Large phase-transition-induced magnetic anisotropy change in (Co/Pt)2/VO2 heterostructure

TL;DR

This study demonstrates a significant, reversible modulation of magnetic anisotropy in a (Co/Pt)2/VO2 heterostructure driven by VO2's phase transition, highlighting potential for low-power magnetic devices.

Contribution

It introduces a novel phase-transition-controlled magnetic anisotropy modulation method using VO2 in heterostructures, with large reversible effects and interfacial coupling insights.

Findings

Reversible magnetic anisotropy change up to 38 kJ/m3.

Interfacial energy density variation of 100 mJ/m2.
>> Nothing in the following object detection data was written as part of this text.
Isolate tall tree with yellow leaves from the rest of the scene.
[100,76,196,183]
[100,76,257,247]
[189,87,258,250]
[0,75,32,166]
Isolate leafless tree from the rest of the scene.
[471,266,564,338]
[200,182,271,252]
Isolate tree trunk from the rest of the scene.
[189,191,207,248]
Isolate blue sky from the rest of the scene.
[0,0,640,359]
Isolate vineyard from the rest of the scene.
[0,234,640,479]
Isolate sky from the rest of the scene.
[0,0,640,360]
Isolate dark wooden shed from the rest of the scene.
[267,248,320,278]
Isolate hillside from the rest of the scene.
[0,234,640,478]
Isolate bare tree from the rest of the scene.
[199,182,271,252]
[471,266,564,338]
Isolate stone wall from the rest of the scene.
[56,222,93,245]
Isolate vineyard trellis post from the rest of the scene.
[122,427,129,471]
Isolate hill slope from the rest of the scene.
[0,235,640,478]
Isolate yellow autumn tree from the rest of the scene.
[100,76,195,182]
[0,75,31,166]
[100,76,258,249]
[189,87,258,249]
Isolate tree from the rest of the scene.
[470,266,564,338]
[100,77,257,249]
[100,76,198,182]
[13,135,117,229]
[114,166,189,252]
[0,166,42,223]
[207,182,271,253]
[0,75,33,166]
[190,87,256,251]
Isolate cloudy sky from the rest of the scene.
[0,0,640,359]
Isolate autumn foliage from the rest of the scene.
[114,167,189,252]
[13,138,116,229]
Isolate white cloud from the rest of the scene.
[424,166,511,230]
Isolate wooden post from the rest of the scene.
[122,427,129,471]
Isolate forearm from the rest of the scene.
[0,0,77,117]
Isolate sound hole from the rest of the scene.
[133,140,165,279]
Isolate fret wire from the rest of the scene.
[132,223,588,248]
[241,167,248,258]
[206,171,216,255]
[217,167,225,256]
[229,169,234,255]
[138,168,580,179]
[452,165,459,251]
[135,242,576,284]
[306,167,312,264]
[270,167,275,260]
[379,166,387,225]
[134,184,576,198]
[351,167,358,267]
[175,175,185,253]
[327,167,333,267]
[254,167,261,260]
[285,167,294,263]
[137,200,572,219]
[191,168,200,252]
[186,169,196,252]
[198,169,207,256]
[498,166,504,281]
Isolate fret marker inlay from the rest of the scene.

Interfacial coupling is key to modulation effectiveness.

Abstract

We report the phase-transition controlled magnetic anisotropy modulation in the (Co/Pt)2/VO2 heterostructure, where VO2 is introduced into the system to applied an interfacial strain by its metal-insulator transition. A large reversible modulation of the perpendicular magnetic anisotropy (PMA) reaching 38 kJ/m3 is observed during this process. The calculated energy density variation of interfacial anisotropy reaches 100 mJ/m2, which shows significant advantage over traditional modulation strategies. Further experimental results including magnetization change versus temperature, strain buffered modulation and pre-strained sample comparison prove that the interfacial coupling between VO2 and PMA layers plays a crucial role in this modulation. This work, demonstrating the great potential of phase-transition material in efficient magnetic anisotropy modulation, would benefit the exploration for low-power consumption devices.